Sie kamen an einem Strauch mit leuchtend orangenfarbenen Blüten vorbei, die sich schlossen, als sie vorbeigingen. »Sie haben Angst vor Fremden«, erklärte Umber. In der Nähe stand eine Gruppe blassblauer Pilze, die so groß waren, dass Oates unter ihren Hüten hätte spazieren gehen können. Hoch aufragende Farne wehten in der sanften Brise.

Als sie die Lichtung betraten, kam ein Vogel mit einem langen blauen Schwanz aus dem hoch stehenden Gras geschossen, und als Hap ihm mit den Augen folgte, erspähte er vor ihnen ein altes Gebäude.

Es war ein aus groben weißen Steinen erbautes Haus mit einer Kuppel und bogenförmigen Öffnungen in den gekrümmten Mauern, die Luft und Licht hindurchließen. Zu beiden Seiten dieses Hauses standen modernere Gebäude: lange rechteckige Gewächshäuser aus Schmiedeeisen und milchigem Glas. In ihrem Innern erblickte Hap ein wildes Durcheinander an merkwürdigen Pflanzen, die in feuchter Luft wuchsen und sich an die beschlagenen Fensterscheiben drückten.

Die Ranke, der sie gefolgt waren, rollte sich zusammen wie eine Schnecke, wobei die Ringe sich sehr hoch auftürmten.
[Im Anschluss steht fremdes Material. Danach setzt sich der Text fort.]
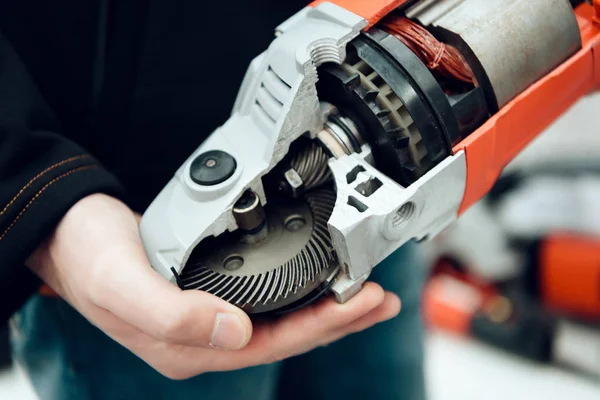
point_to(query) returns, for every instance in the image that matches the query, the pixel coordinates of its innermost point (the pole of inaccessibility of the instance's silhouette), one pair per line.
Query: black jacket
(109, 96)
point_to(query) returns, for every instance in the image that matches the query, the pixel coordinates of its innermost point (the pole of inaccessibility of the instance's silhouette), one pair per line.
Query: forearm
(43, 175)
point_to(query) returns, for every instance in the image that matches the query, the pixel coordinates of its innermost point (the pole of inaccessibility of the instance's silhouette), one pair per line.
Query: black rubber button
(212, 168)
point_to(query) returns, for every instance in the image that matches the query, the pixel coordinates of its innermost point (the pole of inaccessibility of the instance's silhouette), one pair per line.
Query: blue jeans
(67, 358)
Aus allen bogenförmigen Öffnungen kamen noch mehr von diesen blassgrünen und blutroten Armen und krochen wie die Tentakel eines Meerestieres in den Garten. Einige wuchsen in die Höhe, legten sich über das Kuppeldach und teilten sich in schlanke Finger, die die Steine vielleicht überhaupt erst an Ort und Stelle hielten.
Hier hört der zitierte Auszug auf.